The first case of AALP involved a 56-year-old black man with a 25-year history of annular atrophic papules and plaques on the trunk and extremities.¹ The second case reported by Requena et al⁴ in 1994 described a 65-year-old woman with characteristic lesions on the right elbow and left knee. Lipsker et al⁵ reported a third case in a 41-year-old man with a history of Sneddon syndrome who had lesions typical for AALP for 20 years. In all of these cases, histopathologic examination revealed a lichenoid infiltrate with thinning of the epidermis and loss of elastic fibers in the center of the active lesions.

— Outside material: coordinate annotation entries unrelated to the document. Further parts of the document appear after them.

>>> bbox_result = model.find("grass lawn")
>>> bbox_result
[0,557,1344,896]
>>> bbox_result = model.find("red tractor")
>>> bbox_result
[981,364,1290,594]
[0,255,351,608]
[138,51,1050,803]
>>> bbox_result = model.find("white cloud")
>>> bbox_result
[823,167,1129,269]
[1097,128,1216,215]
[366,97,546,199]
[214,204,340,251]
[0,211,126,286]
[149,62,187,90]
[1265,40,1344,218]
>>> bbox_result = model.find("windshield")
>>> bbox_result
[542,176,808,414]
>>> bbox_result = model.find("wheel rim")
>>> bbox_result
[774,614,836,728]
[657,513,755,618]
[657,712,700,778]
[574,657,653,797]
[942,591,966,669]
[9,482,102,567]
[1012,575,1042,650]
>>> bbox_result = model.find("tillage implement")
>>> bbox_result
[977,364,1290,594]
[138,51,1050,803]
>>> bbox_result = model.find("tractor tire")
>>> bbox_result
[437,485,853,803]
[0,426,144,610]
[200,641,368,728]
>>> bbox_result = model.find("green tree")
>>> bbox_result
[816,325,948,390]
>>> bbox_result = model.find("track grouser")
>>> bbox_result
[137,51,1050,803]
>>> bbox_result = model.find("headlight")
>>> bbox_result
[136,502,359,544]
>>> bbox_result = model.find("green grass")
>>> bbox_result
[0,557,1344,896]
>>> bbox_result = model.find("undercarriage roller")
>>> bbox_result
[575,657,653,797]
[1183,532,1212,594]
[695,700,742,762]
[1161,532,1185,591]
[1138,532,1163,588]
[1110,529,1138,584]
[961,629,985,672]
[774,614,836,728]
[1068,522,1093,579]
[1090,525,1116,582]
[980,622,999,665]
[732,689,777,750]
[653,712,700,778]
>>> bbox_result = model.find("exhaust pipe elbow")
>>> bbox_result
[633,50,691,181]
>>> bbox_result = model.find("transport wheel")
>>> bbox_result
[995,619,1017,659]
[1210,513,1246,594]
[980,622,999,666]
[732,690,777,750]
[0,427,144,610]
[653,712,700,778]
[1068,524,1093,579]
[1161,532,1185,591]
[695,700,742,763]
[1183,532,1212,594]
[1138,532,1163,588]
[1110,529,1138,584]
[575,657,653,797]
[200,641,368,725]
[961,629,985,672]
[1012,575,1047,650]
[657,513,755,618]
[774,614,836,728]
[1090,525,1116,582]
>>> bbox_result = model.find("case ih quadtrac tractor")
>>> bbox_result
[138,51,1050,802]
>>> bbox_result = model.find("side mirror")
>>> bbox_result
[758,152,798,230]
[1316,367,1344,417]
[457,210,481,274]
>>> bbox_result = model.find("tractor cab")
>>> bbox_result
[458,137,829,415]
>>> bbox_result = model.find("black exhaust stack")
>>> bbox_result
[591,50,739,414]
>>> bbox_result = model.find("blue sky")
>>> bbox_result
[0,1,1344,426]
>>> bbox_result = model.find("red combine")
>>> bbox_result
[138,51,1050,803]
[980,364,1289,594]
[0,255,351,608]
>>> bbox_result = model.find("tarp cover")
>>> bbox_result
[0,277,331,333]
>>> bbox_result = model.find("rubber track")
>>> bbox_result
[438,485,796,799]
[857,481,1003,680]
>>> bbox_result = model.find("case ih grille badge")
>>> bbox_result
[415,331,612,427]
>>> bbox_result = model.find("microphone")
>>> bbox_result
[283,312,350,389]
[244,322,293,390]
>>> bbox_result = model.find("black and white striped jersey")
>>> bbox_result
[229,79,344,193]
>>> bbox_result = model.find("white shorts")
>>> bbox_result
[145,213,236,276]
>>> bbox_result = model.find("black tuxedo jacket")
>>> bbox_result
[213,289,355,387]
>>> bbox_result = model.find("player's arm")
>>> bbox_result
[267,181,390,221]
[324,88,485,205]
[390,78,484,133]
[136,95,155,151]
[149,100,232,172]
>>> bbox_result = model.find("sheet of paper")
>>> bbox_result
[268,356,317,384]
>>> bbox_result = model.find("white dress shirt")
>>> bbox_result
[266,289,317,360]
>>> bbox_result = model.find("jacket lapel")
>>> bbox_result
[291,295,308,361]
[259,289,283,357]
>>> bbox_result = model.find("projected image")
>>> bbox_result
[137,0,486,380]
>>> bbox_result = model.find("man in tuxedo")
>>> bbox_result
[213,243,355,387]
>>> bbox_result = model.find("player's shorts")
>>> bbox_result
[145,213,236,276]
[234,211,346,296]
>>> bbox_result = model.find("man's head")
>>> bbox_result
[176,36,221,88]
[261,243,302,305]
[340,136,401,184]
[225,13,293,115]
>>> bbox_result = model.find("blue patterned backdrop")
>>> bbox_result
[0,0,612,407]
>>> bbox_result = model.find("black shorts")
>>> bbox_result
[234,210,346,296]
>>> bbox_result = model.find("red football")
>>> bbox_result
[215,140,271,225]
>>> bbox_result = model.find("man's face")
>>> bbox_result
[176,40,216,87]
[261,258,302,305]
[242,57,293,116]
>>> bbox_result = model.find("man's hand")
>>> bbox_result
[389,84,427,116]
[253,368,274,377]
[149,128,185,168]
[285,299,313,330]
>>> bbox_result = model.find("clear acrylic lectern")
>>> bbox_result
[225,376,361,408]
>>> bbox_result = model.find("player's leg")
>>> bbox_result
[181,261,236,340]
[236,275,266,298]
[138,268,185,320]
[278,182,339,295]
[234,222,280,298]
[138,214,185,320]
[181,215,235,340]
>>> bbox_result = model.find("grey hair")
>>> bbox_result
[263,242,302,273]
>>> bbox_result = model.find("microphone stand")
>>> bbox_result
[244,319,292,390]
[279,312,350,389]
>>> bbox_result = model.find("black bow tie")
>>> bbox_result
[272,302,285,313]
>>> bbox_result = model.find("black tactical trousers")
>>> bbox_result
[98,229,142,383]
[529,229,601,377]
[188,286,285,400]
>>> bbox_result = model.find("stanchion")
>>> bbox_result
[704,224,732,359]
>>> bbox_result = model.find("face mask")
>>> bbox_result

In more recent cases of AALP, the characteristic findings primarily occurred on the trunk and extremities.^6-10 Treatment with topical corticosteroids failed in most cases and some patients noted moderate improvement with tacrolimus ointment 0.1%. Sugashima and Yamamoto¹¹ reported a unique case in 2012 of a 32-year-old woman with AALP on the lower lip. She had notable improvement with tacrolimus ointment 0.1% after 6 months.¹¹

All of the known cases of AALP to date have occurred in adults, both male and female, presenting with a limited number of annular plaques with slightly elevated borders and depressed atrophic centers.^1,3-11 Disease duration of AALP has ranged from 2 months to 25 years.¹¹ Histopathologic findings characteristically demonstrate a lichenoid dermatitis of the raised lesional border with a flattened epidermis, loss of rete ridges, and fibrosis of dermal papillae in the lesion center.⁷ The elastic fibers are destroyed in the papillary dermis of the lesion center, presumably due to elastolytic activity of inflammatory cells.¹ Macrophages present in the lichenoid infiltrate of acute lesions release elastases contributing to this destruction.⁷ Furthermore, elastic fibers appear fragmented on electron microscopy.¹

The clinical course of AALP has proven to be chronic in most cases and frequently is resistant to treatment with topical corticosteroids, retinoids, phototherapy, and immunosuppressive agents.³ Treatment administered early in the disease course may provide a more favorable outcome.¹¹ Lesions characteristically heal with scarring and hyperpigmentation. Our case displayed more extensive involvement than has previously been reported. Our patient showed minimal improvement with topical therapy; however, he demonstrated thinning and regression of active lesions after 2 months of combined treatment with hydroxychloroquine and acitretin. Our use of oral pentoxifylline, hydroxychloroquine, and acitretin has not been previously reported in the other cases of AALP we reviewed. Acitretin is the only systemic agent for lichen planus that has achieved level A evidence, as it previously was shown to be highly effective in a placebo-controlled, double-blind study of 65 patients.¹²

Conclusion

Annular atrophic lichen planus is a known variant of lichen planus characterized by a loss of elastic fibers in the papillary dermis in the center of active lesions. Treatment with topical corticosteroids and phototherapy frequently is ineffective. To our knowledge, there are no studies to date regarding the efficacy of systemic therapy in treatment of AALP. Hydroxychloroquine and acitretin may prove to be beneficial treatment options for resistant AALP. Additional alternative treatments continue to be explored. We encourage reporting additional cases of AALP to further characterize its clinical presentation and response to treatments.